Alice Jane acknowledged as much in her deposition. In addition to their home in Washington Twp., currently valued at $215,000, she said they had a lake-front vacation home in Tennessee, that they went on vacations to Europe, and that they invested in six weeks of time-shares in Fort Lauderdale, Hilton Head, Palm Beach, Hawaii and St. Thomas. He bought the St. Thomas time-share in the last year of his life, she said.

“His last three years, we were gone probably one week a month,” she testified.

Hanseman noted that Dillabaugh’s widow has collected millions, while the vast majority of investors have received nothing.

“I wish she had approached the matter in a different spirit,” he said.

Defendants in the lawsuit include Long, Alice Jane and Lorne — all because they received life insurance payments. The Miami Valley School, where Alice Jane’s grandchildren attended, and Normandy United Methodist Church, where the Dillabaughs worshipped, are also named as defendants.

“He became very generous in his last years with other people’s money,” Hanseman explained.

Officials at the school declined comment. So did the school’s attorney, Susan Solle. Dillabaugh chaired the finance committee at his church for about two years but had no access to funds, said Pastor David Brown. Richard Carr, the church’s attorney, said that there is no legal basis to include the church in Hanseman’s effort to recover funds.

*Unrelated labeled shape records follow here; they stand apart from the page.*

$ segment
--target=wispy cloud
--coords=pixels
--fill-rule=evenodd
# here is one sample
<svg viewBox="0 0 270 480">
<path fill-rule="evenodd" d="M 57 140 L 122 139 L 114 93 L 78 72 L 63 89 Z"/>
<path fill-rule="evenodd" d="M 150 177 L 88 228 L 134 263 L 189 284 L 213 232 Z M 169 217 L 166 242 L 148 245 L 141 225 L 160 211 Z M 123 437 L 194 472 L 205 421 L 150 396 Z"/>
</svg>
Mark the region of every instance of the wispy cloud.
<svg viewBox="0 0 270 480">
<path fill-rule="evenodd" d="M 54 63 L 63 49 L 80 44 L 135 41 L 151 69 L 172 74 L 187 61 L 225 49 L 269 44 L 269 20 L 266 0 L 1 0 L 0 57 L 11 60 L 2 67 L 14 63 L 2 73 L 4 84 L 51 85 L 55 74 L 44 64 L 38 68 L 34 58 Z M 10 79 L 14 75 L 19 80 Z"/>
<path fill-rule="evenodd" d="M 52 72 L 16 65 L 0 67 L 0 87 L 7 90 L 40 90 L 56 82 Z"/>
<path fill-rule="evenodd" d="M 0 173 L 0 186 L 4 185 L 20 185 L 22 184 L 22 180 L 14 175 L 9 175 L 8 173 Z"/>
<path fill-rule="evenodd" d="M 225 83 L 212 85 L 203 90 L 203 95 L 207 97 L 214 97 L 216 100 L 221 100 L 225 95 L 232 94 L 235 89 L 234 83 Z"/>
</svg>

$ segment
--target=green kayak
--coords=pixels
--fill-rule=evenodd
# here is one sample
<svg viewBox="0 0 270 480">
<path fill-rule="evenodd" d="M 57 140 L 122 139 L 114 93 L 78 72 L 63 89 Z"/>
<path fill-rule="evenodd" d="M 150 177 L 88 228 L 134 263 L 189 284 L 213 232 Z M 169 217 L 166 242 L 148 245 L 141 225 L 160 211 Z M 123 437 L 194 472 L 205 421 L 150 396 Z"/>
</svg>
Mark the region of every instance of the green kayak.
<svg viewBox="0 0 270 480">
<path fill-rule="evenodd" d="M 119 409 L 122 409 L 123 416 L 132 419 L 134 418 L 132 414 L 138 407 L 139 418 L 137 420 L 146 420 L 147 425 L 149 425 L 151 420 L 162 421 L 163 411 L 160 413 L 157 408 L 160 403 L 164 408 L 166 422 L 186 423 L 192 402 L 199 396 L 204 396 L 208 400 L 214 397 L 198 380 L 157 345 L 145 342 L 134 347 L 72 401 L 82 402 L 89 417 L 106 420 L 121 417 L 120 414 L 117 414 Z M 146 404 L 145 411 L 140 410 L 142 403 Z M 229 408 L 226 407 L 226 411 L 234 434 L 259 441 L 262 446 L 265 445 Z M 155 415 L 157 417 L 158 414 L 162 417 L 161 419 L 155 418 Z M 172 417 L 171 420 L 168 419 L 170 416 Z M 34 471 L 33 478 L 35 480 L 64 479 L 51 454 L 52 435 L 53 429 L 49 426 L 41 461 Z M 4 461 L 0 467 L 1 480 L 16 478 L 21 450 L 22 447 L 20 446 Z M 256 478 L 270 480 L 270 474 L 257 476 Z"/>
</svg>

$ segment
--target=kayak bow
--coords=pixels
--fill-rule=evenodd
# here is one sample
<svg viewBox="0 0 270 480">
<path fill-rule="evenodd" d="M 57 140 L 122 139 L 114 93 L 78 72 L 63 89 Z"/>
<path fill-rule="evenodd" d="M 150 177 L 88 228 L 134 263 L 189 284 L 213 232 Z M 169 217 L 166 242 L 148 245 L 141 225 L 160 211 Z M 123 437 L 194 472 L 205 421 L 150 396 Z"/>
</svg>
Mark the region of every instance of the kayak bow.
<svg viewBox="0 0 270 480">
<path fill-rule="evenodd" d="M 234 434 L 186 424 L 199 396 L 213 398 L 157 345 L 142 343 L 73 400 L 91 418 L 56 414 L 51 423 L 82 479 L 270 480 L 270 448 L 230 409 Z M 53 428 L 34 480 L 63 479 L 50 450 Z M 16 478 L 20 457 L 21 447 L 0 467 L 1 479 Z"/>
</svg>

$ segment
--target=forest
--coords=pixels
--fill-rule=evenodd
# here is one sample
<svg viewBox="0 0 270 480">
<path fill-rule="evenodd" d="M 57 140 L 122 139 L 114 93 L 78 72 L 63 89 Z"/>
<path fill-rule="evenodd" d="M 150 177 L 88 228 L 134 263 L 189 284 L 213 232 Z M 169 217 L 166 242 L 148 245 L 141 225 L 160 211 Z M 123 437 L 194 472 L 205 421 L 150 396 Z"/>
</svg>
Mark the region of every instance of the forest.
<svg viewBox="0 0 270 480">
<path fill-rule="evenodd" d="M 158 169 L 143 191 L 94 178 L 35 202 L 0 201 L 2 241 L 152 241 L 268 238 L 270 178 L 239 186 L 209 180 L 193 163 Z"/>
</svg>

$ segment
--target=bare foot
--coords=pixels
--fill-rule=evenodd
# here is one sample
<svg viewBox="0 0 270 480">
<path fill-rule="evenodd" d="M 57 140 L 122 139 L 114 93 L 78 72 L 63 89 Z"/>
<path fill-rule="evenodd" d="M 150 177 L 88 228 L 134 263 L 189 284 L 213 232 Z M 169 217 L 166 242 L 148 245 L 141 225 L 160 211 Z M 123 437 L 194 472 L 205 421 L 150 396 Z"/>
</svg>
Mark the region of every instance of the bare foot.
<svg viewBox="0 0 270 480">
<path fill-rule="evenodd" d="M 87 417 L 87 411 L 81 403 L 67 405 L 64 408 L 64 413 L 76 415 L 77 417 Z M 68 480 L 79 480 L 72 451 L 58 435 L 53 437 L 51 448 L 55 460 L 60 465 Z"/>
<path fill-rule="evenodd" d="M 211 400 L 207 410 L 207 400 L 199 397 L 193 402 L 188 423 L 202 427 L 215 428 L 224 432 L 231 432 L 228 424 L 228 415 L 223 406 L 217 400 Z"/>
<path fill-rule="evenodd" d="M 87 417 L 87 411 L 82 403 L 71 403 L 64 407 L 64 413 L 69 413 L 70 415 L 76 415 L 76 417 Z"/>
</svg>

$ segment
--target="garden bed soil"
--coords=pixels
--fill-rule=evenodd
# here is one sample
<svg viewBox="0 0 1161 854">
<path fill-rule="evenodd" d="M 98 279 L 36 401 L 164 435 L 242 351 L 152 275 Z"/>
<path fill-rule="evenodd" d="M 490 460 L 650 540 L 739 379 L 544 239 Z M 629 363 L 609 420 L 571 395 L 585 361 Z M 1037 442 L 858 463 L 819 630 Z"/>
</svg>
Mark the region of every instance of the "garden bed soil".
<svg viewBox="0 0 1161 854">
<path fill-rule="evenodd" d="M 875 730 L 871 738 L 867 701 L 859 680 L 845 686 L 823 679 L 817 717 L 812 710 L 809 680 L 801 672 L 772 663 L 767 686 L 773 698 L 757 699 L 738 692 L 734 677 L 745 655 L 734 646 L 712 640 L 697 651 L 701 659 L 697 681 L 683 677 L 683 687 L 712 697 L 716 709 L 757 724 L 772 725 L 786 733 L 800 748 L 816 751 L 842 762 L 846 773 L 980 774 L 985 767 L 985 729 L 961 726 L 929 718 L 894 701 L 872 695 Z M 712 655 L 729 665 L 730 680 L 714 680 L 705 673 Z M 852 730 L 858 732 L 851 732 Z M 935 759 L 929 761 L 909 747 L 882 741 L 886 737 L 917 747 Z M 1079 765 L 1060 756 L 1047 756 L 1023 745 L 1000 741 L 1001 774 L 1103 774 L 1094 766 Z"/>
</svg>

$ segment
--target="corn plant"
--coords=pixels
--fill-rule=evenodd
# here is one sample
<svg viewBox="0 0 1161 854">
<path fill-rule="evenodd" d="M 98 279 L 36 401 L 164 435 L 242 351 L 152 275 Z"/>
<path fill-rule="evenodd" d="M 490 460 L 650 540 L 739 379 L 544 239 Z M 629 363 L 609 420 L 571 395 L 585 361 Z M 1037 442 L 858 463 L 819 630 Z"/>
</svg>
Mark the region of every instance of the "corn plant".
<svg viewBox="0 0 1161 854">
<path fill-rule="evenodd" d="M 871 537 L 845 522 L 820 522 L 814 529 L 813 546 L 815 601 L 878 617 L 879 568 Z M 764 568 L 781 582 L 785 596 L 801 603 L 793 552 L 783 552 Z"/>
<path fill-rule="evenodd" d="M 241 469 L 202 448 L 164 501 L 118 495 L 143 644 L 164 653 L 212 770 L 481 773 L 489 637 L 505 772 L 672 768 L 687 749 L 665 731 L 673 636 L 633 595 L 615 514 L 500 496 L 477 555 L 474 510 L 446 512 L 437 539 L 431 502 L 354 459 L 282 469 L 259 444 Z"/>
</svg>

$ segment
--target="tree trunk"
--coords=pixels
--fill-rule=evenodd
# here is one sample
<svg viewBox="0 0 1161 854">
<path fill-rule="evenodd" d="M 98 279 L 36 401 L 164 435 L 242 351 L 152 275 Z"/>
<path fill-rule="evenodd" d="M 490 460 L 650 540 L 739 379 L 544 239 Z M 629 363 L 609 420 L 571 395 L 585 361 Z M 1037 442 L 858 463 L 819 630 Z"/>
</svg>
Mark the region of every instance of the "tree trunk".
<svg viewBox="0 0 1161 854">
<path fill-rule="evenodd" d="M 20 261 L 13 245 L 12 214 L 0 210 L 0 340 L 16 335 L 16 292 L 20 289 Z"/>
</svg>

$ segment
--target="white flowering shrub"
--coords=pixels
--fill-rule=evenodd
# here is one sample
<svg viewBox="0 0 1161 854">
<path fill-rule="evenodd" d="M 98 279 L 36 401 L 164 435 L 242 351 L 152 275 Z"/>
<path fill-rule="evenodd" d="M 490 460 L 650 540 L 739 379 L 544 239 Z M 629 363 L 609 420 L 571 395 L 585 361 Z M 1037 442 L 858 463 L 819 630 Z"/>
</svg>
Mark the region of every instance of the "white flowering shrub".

“The leadership at Normandy was shocked,” Carr said about the allegations. “It’s been a tragedy for everyone involved.”

Attorney John Stachler, who represents more than 50 of the former Dillabaugh clients, said some have lost homes, others their life savings.

“These people are the salt of the earth, and have worked very hard for every dime they had,” Stachler said. “These people entrusted their life savings with him. And they woke up one day and realized it was all gone.”